Uluslararası Dünya Rotasyonu ve Referans Sistemleri Servisi (IERS) tarafından yayımlanan verilere göre, Dünya 9 Temmuz 2025’te normalden 1.3 milisaniye daha kısa sürede döndü. Bu, insanların günlük yaşamda fark edemeyeceği kadar küçük bir süre olsa da, hassasiyet gerektiren GPS, uydu sistemleri ve yüksek frekanslı ticaret gibi teknolojiler açısından büyük önem taşıyor.
Bilim insanlarına göre bu hızlanma, geçici bir fenomen olmaktan çok daha fazlası. 2020'den bu yana belirginleşen bir eğilim söz konusu. Bu durum, Dünya’nın uzun vadeli jeofiziksel dengelerine ve zaman ölçüm sistemlerine doğrudan etki ediyor.
Ay’ın Etkisi: Dönme Hızındaki Artışın Anahtarı
Dünya’nın dönüş hızındaki bu artışın nedenleri arasında en dikkat çekeni, Ay’ın Dünya’ya göre konumundaki değişim. Şu anda Ay, ekvator düzleminden en uzak konumunda bulunuyor.
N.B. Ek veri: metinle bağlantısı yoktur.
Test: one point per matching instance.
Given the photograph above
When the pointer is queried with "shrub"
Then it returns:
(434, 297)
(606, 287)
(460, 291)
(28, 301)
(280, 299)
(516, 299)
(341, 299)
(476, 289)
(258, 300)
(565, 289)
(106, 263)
Bu durum, Ay’ın Dünya üzerindeki gelgit etkisini azaltarak gezegenin daha hızlı dönmesine neden oluyor.

Bu etkiler, 18.6 yıllık “düğüm döngüsü” adı verilen astronomik süreçle ilişkili. Ay’ın ekvator düzlemine göre yaptığı açısal sapmalar, yalnızca gelgitleri değil, iklim desenlerini ve hatta dünyanın dönme hızını da etkileyebiliyor. Bilimsel araştırmalar, 2006’daki durağanlık döneminde bu etkileşimlerin Pasifik Okyanusu’nun yüzey sıcaklıkları üzerinde değişime yol açtığını gösterdi. Mevcut döngü de 2024–2026 arasında benzer bir etkiyi tetikliyor.
Zaman Ölçüm Sistemlerinde Tarihi Değişiklik Yolda mı?
IERS verilerine göre Dünya’nın dönüşündeki hızlanma yalnızca 9 Temmuz’a özgü değil. 22 Temmuz’un 1.38 ms, 5 Ağustos’un ise 1.5 ms daha kısa süreceği öngörülüyor. Bu milisaniyelik farklılıklar bile, zaman ölçümünde atomik hassasiyet gerektiren sistemlerde senkronizasyon sorunlarına yol açabiliyor.
Bu gelişme, geçmişteki trendlerle çelişiyor. 1972’den bu yana Dünya’nın yavaşlayan dönüşü nedeniyle zaman zaman saatlere "artık saniyeler" eklenmişti. Ancak 2016’dan bu yana artık saniye eklenmedi. Şimdi ise uzmanlar, tarihte ilk kez “negatif artık saniye” uygulamasının gündeme gelebileceğini ve bu düzenlemenin 2029 civarında yapılmasının muhtemel olduğunu ifade ediyor.